‘Rewriting the law’ is taken to a whole new level


‘Rewriting the law’ is taken to a whole new level

Imagine if Congress passed a law — both the House and the Senate — and then one or two people with their own agenda managed to rewrite even a sentence of that law without anyone ever knowing. That almost happened, but the change — a $10 million switch in the pork-filled 2005 highway bill — was noticed. It’s being corrected, and eventually whoever attempted to pull one over on the rest of Congress may be held to account. Maybe.

The 2005 highway bill contained an earmark — a lawmaker’s pet project — for $10 million to widen and improve I-75 in Ft. Myers, Fla. After the bill was passed by both the House and the Senate but before it went to the president, staffers for GOP Rep. Don Young of Alaska, a master of the pork process, changed the earmark to fund an interchange on I-75. That would have materially benefited developers who owned 4,000 acres next to the proposed interchange. And who, it so happened, had raised $40,000 for Young.

When the change came to light a while ago, some lawmakers were outraged. But no one in the House was apparently outraged enough to go after Young.

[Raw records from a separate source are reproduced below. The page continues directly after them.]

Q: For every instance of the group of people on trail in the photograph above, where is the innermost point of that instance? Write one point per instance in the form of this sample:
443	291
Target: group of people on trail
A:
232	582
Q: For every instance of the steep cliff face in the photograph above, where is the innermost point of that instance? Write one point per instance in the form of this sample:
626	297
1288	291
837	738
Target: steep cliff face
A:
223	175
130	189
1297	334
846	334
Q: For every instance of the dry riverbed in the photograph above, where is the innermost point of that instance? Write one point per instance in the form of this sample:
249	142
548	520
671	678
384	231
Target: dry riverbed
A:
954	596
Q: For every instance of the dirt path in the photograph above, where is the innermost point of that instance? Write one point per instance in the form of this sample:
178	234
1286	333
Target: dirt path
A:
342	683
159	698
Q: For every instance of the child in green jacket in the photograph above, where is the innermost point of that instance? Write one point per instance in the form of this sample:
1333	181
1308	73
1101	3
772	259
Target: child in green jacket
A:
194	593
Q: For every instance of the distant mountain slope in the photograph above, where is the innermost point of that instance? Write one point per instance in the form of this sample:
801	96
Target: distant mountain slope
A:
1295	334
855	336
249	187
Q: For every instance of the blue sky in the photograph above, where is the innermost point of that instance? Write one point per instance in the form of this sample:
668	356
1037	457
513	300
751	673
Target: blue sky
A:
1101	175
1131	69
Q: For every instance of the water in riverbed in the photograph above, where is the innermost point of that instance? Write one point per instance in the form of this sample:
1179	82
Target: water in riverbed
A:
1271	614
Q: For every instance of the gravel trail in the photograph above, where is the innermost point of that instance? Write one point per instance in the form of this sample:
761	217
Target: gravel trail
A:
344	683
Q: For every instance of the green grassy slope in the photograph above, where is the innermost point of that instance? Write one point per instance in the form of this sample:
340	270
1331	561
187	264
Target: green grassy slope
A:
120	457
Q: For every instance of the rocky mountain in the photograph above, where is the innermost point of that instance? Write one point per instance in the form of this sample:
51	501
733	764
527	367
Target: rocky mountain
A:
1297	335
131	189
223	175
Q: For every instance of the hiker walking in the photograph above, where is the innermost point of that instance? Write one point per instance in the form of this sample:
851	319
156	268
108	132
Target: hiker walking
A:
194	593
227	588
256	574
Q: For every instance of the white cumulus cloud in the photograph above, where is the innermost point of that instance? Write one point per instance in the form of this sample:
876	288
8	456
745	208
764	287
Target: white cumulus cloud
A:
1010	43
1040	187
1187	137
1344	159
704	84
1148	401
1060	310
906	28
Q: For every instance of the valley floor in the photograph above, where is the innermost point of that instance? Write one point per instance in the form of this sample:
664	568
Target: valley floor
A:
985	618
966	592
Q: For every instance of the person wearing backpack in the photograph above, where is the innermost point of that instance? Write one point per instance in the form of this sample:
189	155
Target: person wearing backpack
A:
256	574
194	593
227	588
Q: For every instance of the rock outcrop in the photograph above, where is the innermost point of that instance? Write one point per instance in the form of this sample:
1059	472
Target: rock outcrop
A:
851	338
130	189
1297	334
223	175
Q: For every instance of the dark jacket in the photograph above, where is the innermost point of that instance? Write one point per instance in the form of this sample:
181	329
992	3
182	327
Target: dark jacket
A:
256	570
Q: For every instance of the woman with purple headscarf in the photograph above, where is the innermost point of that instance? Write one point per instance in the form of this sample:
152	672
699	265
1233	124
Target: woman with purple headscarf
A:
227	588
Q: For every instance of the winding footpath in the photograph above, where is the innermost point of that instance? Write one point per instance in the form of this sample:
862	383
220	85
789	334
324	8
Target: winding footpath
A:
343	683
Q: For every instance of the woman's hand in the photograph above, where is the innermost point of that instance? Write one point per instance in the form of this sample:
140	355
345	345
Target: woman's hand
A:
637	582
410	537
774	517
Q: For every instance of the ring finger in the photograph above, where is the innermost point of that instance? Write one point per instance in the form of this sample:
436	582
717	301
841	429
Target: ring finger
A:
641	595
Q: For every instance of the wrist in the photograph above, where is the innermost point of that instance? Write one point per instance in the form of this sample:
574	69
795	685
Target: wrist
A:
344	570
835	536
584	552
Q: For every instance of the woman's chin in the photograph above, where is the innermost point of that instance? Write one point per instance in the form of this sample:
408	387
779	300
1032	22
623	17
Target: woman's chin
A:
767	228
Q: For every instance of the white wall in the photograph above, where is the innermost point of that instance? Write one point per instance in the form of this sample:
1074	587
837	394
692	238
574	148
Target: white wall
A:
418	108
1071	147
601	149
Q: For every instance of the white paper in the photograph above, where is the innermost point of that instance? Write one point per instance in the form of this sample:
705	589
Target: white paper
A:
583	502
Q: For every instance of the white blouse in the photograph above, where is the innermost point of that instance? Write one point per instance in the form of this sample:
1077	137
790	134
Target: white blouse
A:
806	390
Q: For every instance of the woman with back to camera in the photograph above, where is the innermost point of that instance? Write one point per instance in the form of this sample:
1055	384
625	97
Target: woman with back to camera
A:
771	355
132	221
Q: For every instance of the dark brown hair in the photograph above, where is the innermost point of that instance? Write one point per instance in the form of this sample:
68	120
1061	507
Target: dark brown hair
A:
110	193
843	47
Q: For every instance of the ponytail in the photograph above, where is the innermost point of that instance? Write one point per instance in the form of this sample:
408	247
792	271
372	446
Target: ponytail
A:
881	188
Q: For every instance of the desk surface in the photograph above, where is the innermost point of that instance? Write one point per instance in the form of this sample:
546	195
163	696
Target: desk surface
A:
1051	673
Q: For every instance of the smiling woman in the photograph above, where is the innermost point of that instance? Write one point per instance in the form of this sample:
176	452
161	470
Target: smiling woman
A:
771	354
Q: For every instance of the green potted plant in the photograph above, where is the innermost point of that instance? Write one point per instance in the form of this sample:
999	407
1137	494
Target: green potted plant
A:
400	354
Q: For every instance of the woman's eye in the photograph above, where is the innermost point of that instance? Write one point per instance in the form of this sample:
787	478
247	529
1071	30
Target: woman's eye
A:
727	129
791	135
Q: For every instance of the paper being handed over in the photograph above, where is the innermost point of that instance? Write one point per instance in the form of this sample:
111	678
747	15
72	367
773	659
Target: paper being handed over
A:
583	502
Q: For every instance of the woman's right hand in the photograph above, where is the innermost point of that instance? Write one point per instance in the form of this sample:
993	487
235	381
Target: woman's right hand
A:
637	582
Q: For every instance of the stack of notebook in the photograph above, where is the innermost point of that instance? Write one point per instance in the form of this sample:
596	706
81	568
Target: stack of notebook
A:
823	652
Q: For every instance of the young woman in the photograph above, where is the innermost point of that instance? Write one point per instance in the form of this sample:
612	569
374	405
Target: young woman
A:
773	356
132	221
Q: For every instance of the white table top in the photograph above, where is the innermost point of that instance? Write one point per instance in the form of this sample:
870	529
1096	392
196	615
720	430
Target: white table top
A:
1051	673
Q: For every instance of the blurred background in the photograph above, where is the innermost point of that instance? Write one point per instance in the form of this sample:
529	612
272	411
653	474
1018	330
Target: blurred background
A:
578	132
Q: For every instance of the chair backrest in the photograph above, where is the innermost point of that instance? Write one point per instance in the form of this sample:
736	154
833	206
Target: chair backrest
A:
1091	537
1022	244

The Senate tires of waiting

Now the Senate has forced the hand of House Speaker Nancy Pelosi and other Democratic and Republican House leaders. In a bipartisan vote, 64 to 28, the Senate voted last week to ask for a federal criminal investigation into how the earmark was altered.

That got the attention of the House.

“I’m highly skeptical that the Congress can direct the executive [branch] as to what cases they ought to look into,” said House Republican Whip Roy Blunt of Missouri.

Pelosi said the Senate vote is an unconstitutional intrusion of one legislative body on the other. She now suggests it is a matter for the House ethics committee,

And indeed it is, except that until now the House ignored calls — including some from influential members of the Senate — that an ethics investigation be launched.

“Mr. Young’s office has welcomed any inquiry or examination of the earmark, and I would support that as well,” said House Republican leader John Boehner of Ohio. “I think it’s in everyone’s interest that we know what happened and did not happen here.”

It’s a sad commentary when the Senate must take extraordinary action to get the House to investigate a fraud on the American people and an assault on constitutional government by a House member or a member of his staff.

All 535 members of Congress should have been incensed by the unilateral rewriting of a law that had been passed by both chambers. The incident sheds new light on how insidious (not to mention expensive) legislative earmarks have become and why even more has to be done to rein them in.